ANBB: Mimikry

ANBB: Alva Noto and Blixa Bargeld
Mimikry
Raster-Norton

Though they immediately seem incongruent figureheads that are generationally disparate, Alva Noto’s Carsten Nicolai and Einsturzende Neubaten’s Blixa Bargeld are actually ideal collaborators. While Nicolai tends to mediate through computer screens and Bargeld is associated more with the tactile and the physical, they’re both experts at turning the kling klang of modernity, whether that be the collapsing of new buildings or short-circuiting networked hardware, into an audible aesthetic. Yet, the sheer size difference between the urban space and the digital byte is something that Nicolai and Bargeld fail to reconcile on Mimikry.

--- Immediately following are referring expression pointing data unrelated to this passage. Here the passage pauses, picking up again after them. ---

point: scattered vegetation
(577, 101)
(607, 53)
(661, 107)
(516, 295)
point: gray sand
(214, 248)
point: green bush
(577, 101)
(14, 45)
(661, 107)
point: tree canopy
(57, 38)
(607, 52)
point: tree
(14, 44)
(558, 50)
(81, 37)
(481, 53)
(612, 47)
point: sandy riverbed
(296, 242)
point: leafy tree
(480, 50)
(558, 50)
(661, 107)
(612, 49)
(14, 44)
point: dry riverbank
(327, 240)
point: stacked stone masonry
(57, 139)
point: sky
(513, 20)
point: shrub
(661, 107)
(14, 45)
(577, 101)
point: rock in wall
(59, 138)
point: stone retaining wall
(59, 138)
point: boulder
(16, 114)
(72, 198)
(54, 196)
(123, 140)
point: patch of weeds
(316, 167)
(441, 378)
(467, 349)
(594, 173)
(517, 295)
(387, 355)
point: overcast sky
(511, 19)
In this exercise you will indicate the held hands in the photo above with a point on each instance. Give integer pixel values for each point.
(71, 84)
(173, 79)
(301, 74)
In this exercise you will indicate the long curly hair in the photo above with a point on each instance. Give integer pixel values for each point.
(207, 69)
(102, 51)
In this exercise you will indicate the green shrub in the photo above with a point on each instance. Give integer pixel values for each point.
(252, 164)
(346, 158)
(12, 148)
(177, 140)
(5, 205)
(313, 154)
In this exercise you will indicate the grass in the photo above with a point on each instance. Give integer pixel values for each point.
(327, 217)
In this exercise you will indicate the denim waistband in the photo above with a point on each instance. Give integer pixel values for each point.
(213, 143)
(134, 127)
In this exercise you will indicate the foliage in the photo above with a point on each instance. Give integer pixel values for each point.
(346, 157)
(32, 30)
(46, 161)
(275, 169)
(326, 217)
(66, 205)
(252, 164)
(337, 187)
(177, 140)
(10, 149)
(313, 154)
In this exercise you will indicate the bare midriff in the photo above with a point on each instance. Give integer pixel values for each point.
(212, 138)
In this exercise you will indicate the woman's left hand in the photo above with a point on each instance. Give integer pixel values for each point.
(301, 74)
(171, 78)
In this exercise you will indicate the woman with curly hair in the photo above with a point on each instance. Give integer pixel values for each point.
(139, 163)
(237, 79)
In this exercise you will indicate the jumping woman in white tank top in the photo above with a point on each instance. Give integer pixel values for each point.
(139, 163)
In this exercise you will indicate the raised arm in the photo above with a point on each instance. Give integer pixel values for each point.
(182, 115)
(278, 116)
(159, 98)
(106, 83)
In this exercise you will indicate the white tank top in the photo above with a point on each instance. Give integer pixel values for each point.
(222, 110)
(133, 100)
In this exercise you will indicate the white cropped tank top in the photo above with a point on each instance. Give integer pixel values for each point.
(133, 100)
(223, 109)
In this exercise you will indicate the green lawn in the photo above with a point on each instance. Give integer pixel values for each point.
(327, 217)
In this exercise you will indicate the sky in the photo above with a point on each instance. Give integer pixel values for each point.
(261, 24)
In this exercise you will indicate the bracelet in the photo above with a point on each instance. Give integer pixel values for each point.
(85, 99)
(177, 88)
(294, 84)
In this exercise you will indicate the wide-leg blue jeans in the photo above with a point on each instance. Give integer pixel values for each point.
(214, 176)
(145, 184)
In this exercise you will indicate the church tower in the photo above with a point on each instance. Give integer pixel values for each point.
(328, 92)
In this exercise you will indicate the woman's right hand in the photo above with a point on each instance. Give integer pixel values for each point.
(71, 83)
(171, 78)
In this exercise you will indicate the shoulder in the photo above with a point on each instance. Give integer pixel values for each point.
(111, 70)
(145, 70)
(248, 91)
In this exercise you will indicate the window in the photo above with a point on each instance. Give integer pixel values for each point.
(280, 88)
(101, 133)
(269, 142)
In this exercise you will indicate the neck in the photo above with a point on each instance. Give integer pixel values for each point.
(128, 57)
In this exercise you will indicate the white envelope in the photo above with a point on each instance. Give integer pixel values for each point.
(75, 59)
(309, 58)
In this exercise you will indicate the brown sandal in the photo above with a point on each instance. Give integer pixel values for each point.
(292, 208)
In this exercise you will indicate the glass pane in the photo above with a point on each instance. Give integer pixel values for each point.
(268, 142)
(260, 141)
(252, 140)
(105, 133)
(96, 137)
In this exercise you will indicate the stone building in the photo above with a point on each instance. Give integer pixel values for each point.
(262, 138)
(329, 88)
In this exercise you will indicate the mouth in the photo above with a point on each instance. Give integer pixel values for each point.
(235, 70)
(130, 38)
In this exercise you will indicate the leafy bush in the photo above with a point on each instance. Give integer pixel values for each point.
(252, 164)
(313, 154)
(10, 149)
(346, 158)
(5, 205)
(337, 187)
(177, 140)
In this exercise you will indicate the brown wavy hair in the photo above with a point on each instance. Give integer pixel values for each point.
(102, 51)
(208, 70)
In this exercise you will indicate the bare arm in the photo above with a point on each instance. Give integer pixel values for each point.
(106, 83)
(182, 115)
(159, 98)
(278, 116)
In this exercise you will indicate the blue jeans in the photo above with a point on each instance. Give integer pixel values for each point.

Their second release after the EP Ret Marut Handshake (four of five tracks of which appear here), Mimikry finds the duo rarely grating off into pure noise (there’s about three seconds at the end of “Wurst”), but instead lingers in ambient dread. Over this whirring and droning mess, Bargeld is as creepy as ever, perhaps because his grandfatherly voice now sounds like his next gig will be in the studio next door recording nursery rhymes. At times this can be great, and when he lets loose in a Gollum-like squeal on “Once Again”, we’re reminded of why Bargeld has aged quite gracefully since his formative work in the early 1980s. However, his bass voice against the thin glitches of Nicolai can often affix awkwardly, particularly since much of the record focuses on irregular time signatures and beat shapes. That’s why the best cuts tend to be those like the art-film soundtrack “Fall”, the ten minute opener which stretches a scream into eternity before making unexpected turns into spooky narrative and an odd exorcism of Dead Can Dance, and “Bernsteinzimmer (long version)”, a Miasmah Records-style glacial drone with a heartbeat and a tortured Bargeld slowly emerging from it.